# From Hypothesis Testing to Confidence Intervals with Bootstrapping
## Chapter 12.1-12.5 Overview Notebook

In [None]:
# load libraries
library(coursekata)

# formatting
css <- suppressWarnings(readLines("https://raw.githubusercontent.com/jimstigler/jupyter/master/ck_jupyter_styles.css"))
IRdisplay::display_html(sprintf('<style>%s</style>', paste(css, collapse = "\n")))

# load data
junkads_study <- read.csv("https://docs.google.com/spreadsheets/d/e/2PACX-1vRUb_QI68mB7nYNrD9zC1qVgYRSjIcrlddFz1Dj_hErlG0_lGVBQt3WASRi-zTyLZpg0qyMUKCO1PGr/pub?gid=877709649&single=true&output=csv")


## 1 Exploring and Modeling Variation in a New Dataset 


### 1.1 Let's collect some data. You will be handed a page with a few paragraphs and three questions. Read and answer the questions.

<div class="discussion-question">

### 1.2 Discussion Question: Tell us what you read about. What differences do you notice between the various versions of the handouts in the class?

</div>


### 1.3 Research Study by [Bryan et al. (2016)](https://www.pnas.org/doi/10.1073/pnas.1604586113#sec-7)

Researchers wanted to test a new way of motivating healthy eating among teens. They thought that traditional public health messages (e.g., “eat more fruits and vegetables because it’s good for you”), don’t always work well with adolescents because they can feel a little obvious or preachy.

Instead, the researchers tried reframing healthy eating as an act of freedom and resistance, a way to push back against manipulative food industry practices such as the unfair targeting of young people. In this “expose” version, healthy eating was connected to values of autonomy and justice, not just health.

Students were randomly assigned to receive one of these messages: expose or public-health. Then they were asked to rate some ads.

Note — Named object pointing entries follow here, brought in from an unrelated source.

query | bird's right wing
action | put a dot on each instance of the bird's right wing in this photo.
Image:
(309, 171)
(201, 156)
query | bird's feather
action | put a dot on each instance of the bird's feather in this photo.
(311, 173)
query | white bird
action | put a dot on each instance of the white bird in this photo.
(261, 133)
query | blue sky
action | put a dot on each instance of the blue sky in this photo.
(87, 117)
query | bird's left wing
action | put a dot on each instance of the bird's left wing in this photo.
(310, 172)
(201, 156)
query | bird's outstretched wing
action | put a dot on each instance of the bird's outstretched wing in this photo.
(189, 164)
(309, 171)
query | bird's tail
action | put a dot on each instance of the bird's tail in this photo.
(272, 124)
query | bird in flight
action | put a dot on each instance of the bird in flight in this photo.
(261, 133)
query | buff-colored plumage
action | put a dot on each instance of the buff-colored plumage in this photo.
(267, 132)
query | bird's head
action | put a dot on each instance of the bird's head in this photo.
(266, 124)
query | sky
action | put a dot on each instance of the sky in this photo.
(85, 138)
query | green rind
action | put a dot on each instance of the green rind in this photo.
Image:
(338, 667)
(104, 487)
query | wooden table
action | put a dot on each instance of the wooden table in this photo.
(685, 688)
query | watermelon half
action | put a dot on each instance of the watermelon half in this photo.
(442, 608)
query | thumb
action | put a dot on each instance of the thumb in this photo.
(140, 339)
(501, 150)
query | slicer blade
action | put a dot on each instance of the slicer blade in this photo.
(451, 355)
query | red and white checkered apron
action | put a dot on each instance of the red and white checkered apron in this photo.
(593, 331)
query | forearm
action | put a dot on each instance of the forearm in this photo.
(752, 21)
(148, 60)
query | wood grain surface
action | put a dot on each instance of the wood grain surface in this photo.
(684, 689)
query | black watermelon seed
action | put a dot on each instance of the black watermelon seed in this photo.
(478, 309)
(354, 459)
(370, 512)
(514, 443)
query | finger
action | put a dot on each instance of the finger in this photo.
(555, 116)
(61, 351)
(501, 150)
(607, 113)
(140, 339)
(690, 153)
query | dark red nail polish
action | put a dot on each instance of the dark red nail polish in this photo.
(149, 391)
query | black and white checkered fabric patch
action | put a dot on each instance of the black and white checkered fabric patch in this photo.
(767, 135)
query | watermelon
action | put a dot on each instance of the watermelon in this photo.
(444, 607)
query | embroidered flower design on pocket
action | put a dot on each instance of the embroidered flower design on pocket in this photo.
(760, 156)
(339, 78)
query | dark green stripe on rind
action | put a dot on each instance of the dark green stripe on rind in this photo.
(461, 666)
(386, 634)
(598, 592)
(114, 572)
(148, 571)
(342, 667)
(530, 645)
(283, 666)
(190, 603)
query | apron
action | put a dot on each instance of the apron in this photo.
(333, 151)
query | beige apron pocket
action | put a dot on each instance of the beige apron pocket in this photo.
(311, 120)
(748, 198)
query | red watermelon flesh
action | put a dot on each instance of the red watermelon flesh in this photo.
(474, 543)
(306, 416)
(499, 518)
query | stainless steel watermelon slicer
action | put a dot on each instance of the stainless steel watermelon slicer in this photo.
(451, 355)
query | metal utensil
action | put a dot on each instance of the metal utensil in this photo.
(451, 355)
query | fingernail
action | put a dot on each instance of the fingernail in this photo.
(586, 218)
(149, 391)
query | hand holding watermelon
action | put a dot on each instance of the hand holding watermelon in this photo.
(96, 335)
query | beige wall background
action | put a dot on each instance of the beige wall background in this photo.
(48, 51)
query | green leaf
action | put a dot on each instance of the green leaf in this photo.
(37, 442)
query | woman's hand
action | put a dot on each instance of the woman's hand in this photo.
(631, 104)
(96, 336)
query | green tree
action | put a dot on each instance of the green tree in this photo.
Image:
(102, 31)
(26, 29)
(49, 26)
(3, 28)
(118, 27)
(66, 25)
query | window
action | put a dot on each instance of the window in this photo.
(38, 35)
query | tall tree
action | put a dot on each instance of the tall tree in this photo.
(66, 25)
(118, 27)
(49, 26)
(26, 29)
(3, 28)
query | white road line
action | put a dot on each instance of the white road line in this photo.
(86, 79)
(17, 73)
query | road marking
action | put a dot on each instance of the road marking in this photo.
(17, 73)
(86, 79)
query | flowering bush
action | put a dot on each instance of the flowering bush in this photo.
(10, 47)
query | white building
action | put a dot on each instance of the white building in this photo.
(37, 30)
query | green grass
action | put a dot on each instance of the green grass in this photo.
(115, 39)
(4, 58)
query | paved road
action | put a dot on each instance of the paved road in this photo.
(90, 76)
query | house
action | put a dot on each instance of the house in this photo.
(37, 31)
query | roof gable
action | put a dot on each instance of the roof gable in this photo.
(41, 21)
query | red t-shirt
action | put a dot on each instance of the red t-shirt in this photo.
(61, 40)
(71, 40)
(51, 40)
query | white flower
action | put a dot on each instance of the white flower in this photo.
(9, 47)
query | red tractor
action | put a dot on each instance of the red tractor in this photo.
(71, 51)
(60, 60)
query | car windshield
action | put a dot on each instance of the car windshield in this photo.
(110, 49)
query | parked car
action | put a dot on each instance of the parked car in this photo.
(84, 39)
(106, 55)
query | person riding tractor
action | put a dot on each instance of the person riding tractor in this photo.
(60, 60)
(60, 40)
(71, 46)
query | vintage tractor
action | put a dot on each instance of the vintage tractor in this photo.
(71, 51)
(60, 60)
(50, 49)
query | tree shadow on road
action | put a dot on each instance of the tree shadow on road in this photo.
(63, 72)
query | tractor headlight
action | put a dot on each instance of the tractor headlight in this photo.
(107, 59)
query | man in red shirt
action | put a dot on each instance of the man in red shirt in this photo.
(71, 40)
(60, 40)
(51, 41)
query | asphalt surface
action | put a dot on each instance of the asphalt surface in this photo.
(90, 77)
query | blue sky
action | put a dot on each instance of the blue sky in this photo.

In our in-class version, we only rated at one ad (Sprite) but [students in the original study](https://www.pnas.org/doi/10.1073/pnas.1604586113#sec-7) rated advertisements for three different drinks (Sprite, Coca-Cola, and Gatorade). They were asked how *angry* the ads made them and how much the ads made them want to *drink* the product. Their responses to the three ads were averaged together.

The data frame `junkads_study`, contains data from a sample of 89 students with the following variables:
- `message` whether the student read the expose or public health message
- `SpriteOpen_ended` the open-ended written response to the Sprite ad
- `angry` (1–5) on average, how angry the three ads made them feel
- `drink` (1–5) on average, how much they wanted to drink the product after seeing the ad

<div class="discussion-question"> 
    
### 1.4 Discussion Question: What do you think researchers were hoping to find in this data? 

</div>

<div class="guided-notes">

### 1.5 What outcome is being modeled in the jitter plot: `angry` or `drink`? Label the y-axis of the graph.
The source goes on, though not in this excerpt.